RUBÉN AMON
La celebración de los partidos a puerta cerrada ha demostrado que el calcio puede sobrevivir sin necesidad de alojar a los espectadores en las gradas. Financiera y económicamente, puesto que los ingresos que aporta la taquilla representan apenas un 12% del rendimiento comercial en los grandes clubes italianos. Pesan mucho más los beneficios de los derechos televisivos y comienza a percibirse el valor de la mercadotecnia. Razones de pragmatismo pecuniario que la clase directiva ha considerado prioritarias respecto al cultivo honesto de los aficionados.
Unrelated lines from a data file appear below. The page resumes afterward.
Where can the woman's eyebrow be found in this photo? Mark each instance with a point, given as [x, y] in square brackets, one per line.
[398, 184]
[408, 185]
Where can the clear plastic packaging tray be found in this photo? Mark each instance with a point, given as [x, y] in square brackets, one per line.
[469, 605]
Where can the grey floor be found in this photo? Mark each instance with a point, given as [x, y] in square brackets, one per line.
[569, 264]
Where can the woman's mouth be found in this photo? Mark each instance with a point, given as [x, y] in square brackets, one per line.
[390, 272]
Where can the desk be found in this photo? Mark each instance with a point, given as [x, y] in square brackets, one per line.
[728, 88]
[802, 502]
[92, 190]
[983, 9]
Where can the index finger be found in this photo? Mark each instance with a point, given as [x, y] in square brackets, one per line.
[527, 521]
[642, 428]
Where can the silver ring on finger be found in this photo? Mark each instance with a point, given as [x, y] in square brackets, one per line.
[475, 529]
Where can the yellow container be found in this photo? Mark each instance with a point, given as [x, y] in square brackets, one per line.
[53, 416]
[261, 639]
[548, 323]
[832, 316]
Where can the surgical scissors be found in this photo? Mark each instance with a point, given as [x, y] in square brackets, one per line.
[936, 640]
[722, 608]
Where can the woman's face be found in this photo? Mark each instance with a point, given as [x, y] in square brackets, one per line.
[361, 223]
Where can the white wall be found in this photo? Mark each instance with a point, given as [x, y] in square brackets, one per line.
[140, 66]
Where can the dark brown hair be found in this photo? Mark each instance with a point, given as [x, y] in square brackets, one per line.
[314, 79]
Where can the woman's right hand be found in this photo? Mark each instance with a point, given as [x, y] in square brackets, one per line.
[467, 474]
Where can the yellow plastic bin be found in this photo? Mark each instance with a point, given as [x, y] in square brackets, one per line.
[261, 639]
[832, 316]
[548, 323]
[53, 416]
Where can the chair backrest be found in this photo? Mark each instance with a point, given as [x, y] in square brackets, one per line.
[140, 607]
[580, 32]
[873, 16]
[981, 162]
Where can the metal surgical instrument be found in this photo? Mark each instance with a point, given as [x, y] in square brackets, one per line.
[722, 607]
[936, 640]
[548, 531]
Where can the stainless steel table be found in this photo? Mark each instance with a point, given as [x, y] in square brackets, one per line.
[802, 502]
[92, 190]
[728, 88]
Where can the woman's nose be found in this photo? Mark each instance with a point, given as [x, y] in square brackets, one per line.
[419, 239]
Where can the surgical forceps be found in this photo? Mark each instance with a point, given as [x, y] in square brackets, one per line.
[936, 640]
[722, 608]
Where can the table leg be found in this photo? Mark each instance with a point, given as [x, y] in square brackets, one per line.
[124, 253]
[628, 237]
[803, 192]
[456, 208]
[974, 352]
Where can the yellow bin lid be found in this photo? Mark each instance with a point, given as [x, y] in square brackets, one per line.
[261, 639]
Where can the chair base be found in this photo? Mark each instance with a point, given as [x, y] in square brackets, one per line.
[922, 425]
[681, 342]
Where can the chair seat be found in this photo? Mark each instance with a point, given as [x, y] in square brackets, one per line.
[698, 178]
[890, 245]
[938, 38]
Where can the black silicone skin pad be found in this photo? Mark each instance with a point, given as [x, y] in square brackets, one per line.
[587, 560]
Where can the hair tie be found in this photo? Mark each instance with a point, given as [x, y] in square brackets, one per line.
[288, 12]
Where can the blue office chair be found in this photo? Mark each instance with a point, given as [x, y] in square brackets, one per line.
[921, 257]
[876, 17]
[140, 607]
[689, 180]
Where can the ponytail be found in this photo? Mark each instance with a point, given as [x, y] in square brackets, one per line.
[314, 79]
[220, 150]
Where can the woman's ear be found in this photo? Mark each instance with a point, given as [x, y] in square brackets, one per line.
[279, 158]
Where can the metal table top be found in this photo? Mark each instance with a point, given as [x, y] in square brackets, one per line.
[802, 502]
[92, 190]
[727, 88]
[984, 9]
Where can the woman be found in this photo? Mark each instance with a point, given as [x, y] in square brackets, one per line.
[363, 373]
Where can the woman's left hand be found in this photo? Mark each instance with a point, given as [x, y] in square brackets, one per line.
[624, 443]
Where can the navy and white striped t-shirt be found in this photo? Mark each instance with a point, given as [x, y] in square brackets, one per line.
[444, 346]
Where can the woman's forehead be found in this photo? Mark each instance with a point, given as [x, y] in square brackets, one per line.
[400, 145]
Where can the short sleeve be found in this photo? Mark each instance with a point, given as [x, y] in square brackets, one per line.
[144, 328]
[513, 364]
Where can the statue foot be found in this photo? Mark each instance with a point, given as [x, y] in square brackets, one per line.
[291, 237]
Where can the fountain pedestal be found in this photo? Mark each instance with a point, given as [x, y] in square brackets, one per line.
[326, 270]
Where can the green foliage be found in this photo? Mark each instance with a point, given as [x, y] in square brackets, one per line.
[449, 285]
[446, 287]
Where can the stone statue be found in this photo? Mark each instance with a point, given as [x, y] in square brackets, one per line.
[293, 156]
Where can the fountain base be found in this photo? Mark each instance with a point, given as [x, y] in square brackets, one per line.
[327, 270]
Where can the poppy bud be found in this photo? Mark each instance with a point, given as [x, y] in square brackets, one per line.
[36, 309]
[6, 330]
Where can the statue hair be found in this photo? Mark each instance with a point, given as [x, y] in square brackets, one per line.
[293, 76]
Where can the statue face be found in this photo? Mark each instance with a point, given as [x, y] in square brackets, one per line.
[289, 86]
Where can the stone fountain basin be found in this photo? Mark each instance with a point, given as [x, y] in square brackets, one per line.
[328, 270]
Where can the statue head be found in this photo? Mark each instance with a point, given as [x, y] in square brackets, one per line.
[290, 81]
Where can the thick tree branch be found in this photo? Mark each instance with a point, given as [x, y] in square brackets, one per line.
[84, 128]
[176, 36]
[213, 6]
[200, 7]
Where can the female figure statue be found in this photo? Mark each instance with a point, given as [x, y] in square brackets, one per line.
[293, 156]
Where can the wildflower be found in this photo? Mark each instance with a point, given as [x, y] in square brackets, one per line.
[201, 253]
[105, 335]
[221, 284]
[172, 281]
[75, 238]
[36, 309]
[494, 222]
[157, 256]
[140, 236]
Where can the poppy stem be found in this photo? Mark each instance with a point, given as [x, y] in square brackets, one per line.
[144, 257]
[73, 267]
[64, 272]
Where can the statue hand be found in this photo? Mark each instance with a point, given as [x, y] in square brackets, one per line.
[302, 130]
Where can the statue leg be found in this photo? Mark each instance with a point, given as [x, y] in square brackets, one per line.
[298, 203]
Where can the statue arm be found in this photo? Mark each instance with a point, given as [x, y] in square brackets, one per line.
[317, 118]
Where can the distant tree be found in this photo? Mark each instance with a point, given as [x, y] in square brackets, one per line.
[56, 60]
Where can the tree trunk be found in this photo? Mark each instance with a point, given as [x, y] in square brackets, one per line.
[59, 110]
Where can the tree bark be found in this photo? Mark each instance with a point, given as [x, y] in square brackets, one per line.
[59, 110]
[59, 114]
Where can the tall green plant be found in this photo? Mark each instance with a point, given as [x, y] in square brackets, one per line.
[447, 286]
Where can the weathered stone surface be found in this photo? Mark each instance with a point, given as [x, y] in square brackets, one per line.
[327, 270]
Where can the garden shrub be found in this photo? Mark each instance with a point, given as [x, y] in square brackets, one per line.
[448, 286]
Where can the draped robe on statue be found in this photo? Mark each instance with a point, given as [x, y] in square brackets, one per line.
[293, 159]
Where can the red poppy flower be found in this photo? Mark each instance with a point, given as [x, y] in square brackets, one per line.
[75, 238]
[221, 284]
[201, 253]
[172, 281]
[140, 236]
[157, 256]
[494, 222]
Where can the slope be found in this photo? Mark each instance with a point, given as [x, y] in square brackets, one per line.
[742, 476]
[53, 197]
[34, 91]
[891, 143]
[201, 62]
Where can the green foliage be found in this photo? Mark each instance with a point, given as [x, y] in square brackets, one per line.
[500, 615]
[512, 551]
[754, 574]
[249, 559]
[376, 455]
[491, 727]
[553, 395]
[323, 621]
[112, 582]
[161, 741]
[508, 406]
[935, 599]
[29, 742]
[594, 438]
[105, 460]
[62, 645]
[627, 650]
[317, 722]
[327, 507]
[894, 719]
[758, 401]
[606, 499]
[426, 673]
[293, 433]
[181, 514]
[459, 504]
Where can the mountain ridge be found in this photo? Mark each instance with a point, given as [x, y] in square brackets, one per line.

Aficionados. Ahora sabemos que ha descendido un 21% el público que asiste a los partidos italianos desde el inicio de la temporada. Será por razones de saturación mediática. Será por motivos de acomodamiento doméstico. Será porque el castigo de la Juventus y el Milan ha adulterado el campeonato. O será porque llevar a la criatura al fútbol, pongamos, requiere la experiencia de inhalar gases lacrimógenos, correr delante de los antidisturbios como si fueran los mismísimos grises, compartir el metro con los muchachotes neonazis y cruzarse con la hinchada enemiga en un callejón oscuro.
Berlusconi. La explosión guerracivilista del Catania-Palermo se ha interpretado como un límite infranqueable. No faltaban muertos ni argumentos con anterioridad para haber atajado en Italia la sensibilidad hacia los movimientos ultras, pero nuestros socios transalpinos han convertido el fútbol en un escenario de autocomplaciente permisividad. Las víctimas inocentes de Heysel le habían procurado un estatus de indulgencia internacional y de comprensión victimista, aunque también han influido en este mismo contexto propiciatorio las conexiones entre la clase dirigente y los salones del poder político. Empezando por Silvio Berlusconi, cuyo Milan era un artilugio imperial y una manera de instrumentalizar viciosamente el beneficio de las gestas deportivas. Pan y circo, decían los romanos.
Identificación. Ha cundido en el fútbol el desarraigo y ha crecido en la misma proporción la militancia radical de las gradas. Los angelitos no pueden aferrarse a ningún atenuante digno de alfabetizarse, pero los clubes sí han dejado demasiado espacio a sus machadas y atrocidades. No sólo por la omertà y la tolerancia. También porque el despiadado enfoque comercial del espectáculo ha degradado los símbolos de identificación. El club es un fenómeno cada vez más ajeno e incomprensible para los espectadores, mientras que la dimensión errabunda de los futbolistas ha destronado la vieja devoción hacia el ídolo. Debe resultarle difícil a un hincha normal de Inter asistir a la resurrección milanista de Ronaldo. Los tifosi violentos, en cambio, han encontrado en la ideología, el extremismo y la guerrilla dominical unas certezas y unas certidumbres que llegan al extremo devocionario del tatuaje.